For starters, no one's saying income generation shouldn't be a key goal for every investor; it is, after all, one of two key components of the total-return equation. (The other, obviously, is price appreciation.)

So when I recommend a total-return approach, I'm not saying to gorge yourself exclusively on securities with growth potential but no ability to "show investors the money". (We saw the downside of such strategies during the late 1990s, and it wasn't pretty.)

Income producers--whether bonds or dividend-paying stocks--should clearly be an important component of every investor's toolkit.
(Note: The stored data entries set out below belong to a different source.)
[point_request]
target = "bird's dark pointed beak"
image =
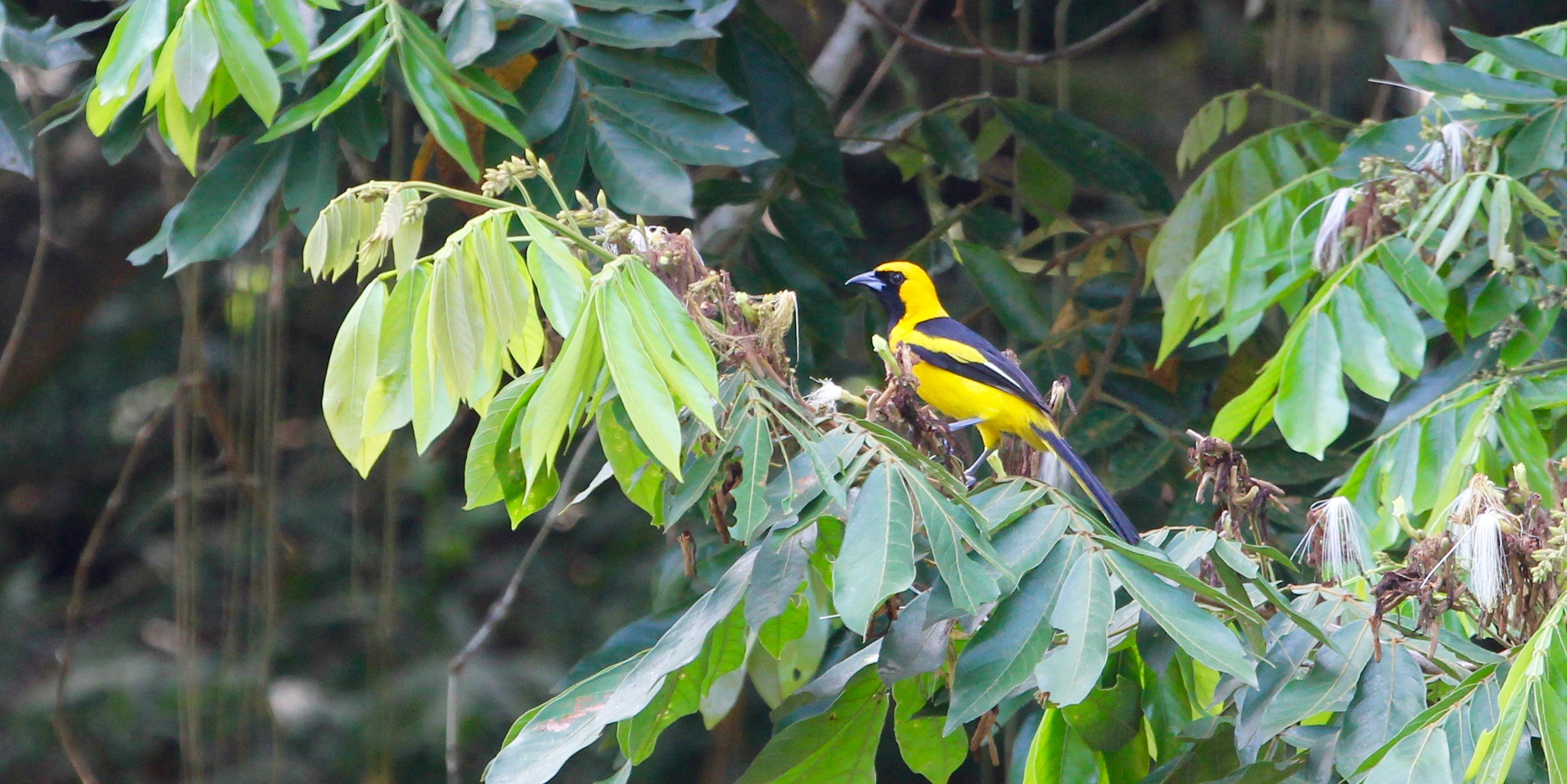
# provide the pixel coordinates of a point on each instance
(867, 280)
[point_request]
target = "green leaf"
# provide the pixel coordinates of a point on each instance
(1419, 758)
(436, 110)
(1248, 407)
(1008, 292)
(391, 401)
(627, 30)
(16, 137)
(1329, 686)
(1436, 715)
(350, 372)
(638, 176)
(1453, 79)
(950, 146)
(1517, 52)
(1414, 277)
(1069, 673)
(878, 549)
(478, 472)
(228, 204)
(1197, 633)
(1541, 145)
(665, 76)
(286, 16)
(971, 584)
(1086, 153)
(636, 379)
(1060, 755)
(1110, 717)
(685, 134)
(751, 506)
(1312, 407)
(549, 95)
(837, 745)
(245, 58)
(311, 177)
(559, 13)
(759, 58)
(920, 741)
(1005, 651)
(1229, 187)
(135, 38)
(1390, 693)
(195, 57)
(435, 399)
(540, 752)
(781, 569)
(559, 275)
(1364, 347)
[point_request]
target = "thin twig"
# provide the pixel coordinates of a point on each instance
(847, 121)
(46, 220)
(502, 604)
(1123, 319)
(1018, 58)
(79, 587)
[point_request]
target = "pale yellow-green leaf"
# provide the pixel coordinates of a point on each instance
(350, 372)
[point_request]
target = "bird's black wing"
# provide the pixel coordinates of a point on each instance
(994, 368)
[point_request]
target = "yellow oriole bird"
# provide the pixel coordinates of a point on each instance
(967, 379)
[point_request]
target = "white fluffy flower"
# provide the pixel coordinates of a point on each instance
(1345, 549)
(826, 396)
(1329, 253)
(1479, 554)
(1445, 156)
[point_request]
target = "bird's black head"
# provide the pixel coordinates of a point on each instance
(894, 283)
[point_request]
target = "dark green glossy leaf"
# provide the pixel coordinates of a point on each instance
(685, 134)
(1086, 153)
(760, 61)
(630, 30)
(548, 96)
(1312, 407)
(1007, 291)
(665, 76)
(1541, 145)
(1069, 672)
(636, 176)
(228, 204)
(878, 549)
(1194, 629)
(1004, 655)
(1390, 693)
(311, 179)
(950, 146)
(1517, 52)
(1453, 79)
(836, 745)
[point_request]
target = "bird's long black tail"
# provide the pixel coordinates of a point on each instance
(1089, 482)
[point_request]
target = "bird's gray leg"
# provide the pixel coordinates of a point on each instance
(969, 474)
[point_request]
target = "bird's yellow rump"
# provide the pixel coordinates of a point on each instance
(967, 379)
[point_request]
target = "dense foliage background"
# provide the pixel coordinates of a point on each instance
(256, 609)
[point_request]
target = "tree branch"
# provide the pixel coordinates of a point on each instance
(46, 220)
(79, 585)
(502, 604)
(1018, 58)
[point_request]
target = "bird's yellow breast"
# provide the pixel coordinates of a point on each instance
(961, 397)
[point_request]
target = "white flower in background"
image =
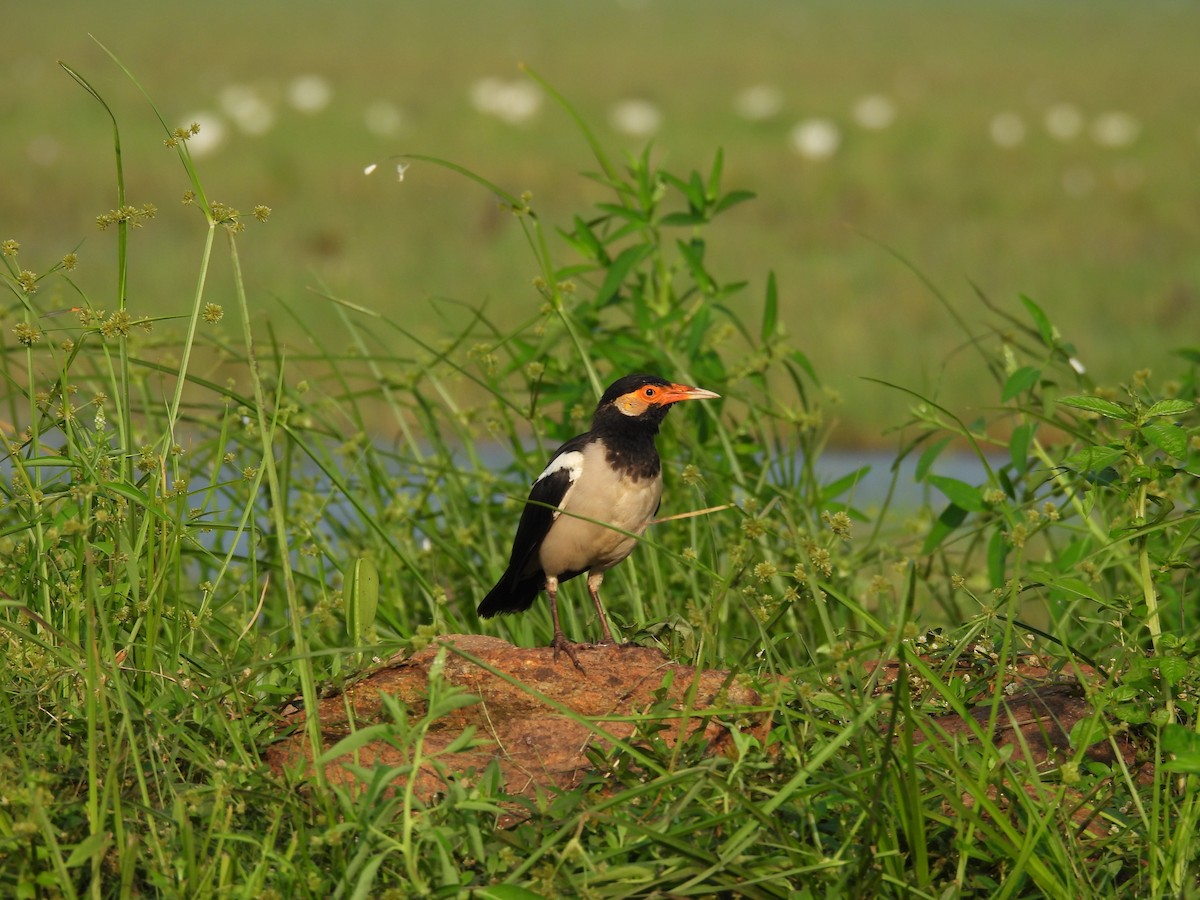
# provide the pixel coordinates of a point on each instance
(760, 102)
(816, 138)
(1063, 121)
(1115, 129)
(210, 136)
(247, 108)
(1007, 129)
(635, 118)
(310, 94)
(514, 102)
(875, 112)
(383, 119)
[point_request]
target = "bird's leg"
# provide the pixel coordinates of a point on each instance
(559, 641)
(594, 580)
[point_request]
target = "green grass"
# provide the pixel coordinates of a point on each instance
(185, 496)
(1116, 268)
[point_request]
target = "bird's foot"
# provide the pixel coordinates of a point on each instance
(561, 643)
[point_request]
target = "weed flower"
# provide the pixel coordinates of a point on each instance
(27, 335)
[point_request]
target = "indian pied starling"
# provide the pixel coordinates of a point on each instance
(588, 507)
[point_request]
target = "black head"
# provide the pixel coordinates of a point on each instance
(642, 399)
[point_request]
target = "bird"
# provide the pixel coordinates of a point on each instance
(592, 502)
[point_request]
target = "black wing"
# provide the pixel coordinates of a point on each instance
(519, 587)
(539, 513)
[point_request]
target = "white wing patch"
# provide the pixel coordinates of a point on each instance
(574, 465)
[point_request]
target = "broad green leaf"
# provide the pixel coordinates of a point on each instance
(1179, 738)
(1170, 407)
(1171, 439)
(1095, 405)
(1174, 670)
(960, 493)
(361, 598)
(505, 892)
(1020, 382)
(835, 489)
(1183, 763)
(732, 199)
(997, 553)
(694, 256)
(1093, 459)
(951, 519)
(619, 270)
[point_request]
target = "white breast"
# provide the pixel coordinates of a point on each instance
(619, 508)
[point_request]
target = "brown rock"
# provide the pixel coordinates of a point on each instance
(534, 717)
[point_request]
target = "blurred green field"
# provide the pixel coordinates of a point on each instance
(1102, 234)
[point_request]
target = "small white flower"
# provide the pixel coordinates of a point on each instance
(310, 94)
(1007, 130)
(816, 138)
(210, 137)
(760, 102)
(635, 118)
(247, 108)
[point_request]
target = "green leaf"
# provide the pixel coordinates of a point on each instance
(835, 489)
(694, 256)
(1020, 382)
(960, 493)
(732, 199)
(714, 175)
(1179, 738)
(951, 519)
(771, 309)
(1170, 407)
(928, 457)
(1095, 405)
(1171, 439)
(619, 270)
(505, 892)
(997, 553)
(1019, 447)
(1039, 318)
(90, 847)
(361, 598)
(1093, 459)
(1174, 670)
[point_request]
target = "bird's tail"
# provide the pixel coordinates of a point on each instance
(511, 594)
They should also, arguably, grow in importance as a percentage of our portfolios as we age: Focusing on securities with the ability to pay income adds a valuable quality overlay to a portfolio, as income production can be an important show of an entity's financial wherewithal.

From a practical standpoint, income can also provide a cushion on the downside when the market is falling.

Moreover, what would seem to be another big ideological fissure between the "incomeniks" and the "totalniks"--whether you tap your principal or not--is not as big a division as it might seem.

True, the goal for many income investors is to not touch principal but rather to fund expenses with the income that their portfolios generate. By contrast, total-return investors don't reflexively avoid tapping capital to fund living expenses; retired total-return investors might employ a bucket approach that relies on spending both income distributions and rebalancing proceeds.